I think it depends on a lot more of the circumstances than this. For example, in many languages, you can intern the strings so that a string equality test is just a single machine instruction. And if these color representations are crossing some interface that needs to be kept stable, it's a lot easier to add new colors if what's crossing is "red" or "#ff0000" than if it's "2". And it may be that what you're doing with the colors is just generating HTML, rather than doing multi-way switches, in which case the enum implementation has no advantage over the string representation; it just increases code duplication.
The probably more important consideration is that with an enum, your compiler can catch misspellings. Depending on your runtime environment, this can be a huge killer advantage. In particular, if your runtime environment can't do much beyond blink an LED to report errors, compile-time checking is really really important.
I think we are slicing this a little too thin. My original point is that it is important to understand that the choices made when representing data can be important. My off-the-hip example was not meant to be definitive.
Color.Bleu will give a compiler error. "Bleu" will not. And is "White" a valid color? No idea, need to check the docs. Try Color.White and the compiler or editor will tell you.
Another +1. When I've used this method I've noticed that the tendency at first is to try to just remember the code and copy it out of your memory. There comes a point, though, when you don't remember it well enough to "copy from memory" and this naturally segues into a focus on the logic and syntax of the code so you end up reconstructing working code without fully remembering the original.
One thing that has really sped up my my learning over the past few months on Code Academy -- complete a lesson, then in another tab open their scratch pad feature and try to retype the code not only from memory, but also while thinking through the logic.
Has really been effective for me as I feel like I now have a pretty good (beginner) grasp on JS and Python
Interesting concept.

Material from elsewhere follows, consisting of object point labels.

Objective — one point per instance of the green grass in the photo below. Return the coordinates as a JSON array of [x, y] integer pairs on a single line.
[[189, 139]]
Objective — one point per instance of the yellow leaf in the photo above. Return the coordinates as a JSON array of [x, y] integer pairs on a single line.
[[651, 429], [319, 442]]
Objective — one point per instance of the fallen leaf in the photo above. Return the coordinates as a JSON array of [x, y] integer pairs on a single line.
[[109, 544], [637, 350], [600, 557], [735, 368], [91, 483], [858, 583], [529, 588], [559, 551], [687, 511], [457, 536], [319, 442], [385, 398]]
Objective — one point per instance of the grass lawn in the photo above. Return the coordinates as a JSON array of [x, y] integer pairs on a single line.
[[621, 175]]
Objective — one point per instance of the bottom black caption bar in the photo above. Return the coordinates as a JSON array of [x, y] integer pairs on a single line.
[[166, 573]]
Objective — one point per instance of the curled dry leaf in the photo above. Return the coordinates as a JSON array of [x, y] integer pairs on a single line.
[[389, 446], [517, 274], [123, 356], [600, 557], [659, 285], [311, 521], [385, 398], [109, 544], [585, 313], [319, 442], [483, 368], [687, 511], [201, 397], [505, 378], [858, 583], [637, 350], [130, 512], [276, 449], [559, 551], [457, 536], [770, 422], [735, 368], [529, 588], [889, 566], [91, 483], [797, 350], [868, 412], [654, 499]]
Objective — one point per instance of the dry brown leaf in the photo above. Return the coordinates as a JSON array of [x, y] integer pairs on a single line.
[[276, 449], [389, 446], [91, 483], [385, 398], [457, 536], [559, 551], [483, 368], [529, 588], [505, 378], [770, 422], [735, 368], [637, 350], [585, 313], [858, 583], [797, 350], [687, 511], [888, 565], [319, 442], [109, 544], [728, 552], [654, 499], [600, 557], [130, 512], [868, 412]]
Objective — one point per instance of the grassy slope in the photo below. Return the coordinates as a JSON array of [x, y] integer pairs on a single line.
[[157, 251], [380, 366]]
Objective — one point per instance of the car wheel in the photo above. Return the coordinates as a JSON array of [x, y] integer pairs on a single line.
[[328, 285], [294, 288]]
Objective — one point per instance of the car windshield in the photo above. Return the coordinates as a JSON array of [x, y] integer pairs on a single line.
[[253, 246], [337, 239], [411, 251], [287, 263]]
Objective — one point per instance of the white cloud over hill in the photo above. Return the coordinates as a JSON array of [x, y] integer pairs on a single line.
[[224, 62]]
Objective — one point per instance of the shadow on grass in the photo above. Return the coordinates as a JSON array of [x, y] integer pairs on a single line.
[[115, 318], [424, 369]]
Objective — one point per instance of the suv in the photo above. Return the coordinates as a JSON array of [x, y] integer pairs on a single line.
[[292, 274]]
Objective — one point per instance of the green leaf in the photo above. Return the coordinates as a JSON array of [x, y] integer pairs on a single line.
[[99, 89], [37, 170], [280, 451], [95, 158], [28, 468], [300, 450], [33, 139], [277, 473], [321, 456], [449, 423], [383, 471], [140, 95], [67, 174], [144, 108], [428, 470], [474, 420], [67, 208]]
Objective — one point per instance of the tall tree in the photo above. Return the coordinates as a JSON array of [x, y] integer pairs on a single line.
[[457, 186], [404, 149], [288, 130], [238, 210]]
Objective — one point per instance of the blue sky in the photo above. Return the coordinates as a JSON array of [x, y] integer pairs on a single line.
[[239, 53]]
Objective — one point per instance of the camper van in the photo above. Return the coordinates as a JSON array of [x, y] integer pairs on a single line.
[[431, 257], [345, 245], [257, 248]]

Especially if you consider that better memory for plausible situations is one of the differentiators between experts and beginners. Be it in programming or chess. Because experts have developed mental shorthands for common situations.
This is exactly how I handle learning languages/frameworks. I wrote a little something on it as well [0]. I value thorough comprehension over "how fast can I finish this book?". I try to get my hands as dirty as possible. I want to see the warts of this thing I plan on using to build projects. Trying to rebuild book examples from memory forces you to consider the requirements and the end goal. This was particularly useful when I first learned about linked lists and queues in C.
Reimplementing standard library functions is great for Haskell too. The biggest of the "big breakthrough" experiences I had was from trying to reimplement the standard monadic State datatype.
Then I would open up the book again and compare it to what I had typed, examine the differences between them, and see if/how they explained the errors I was getting.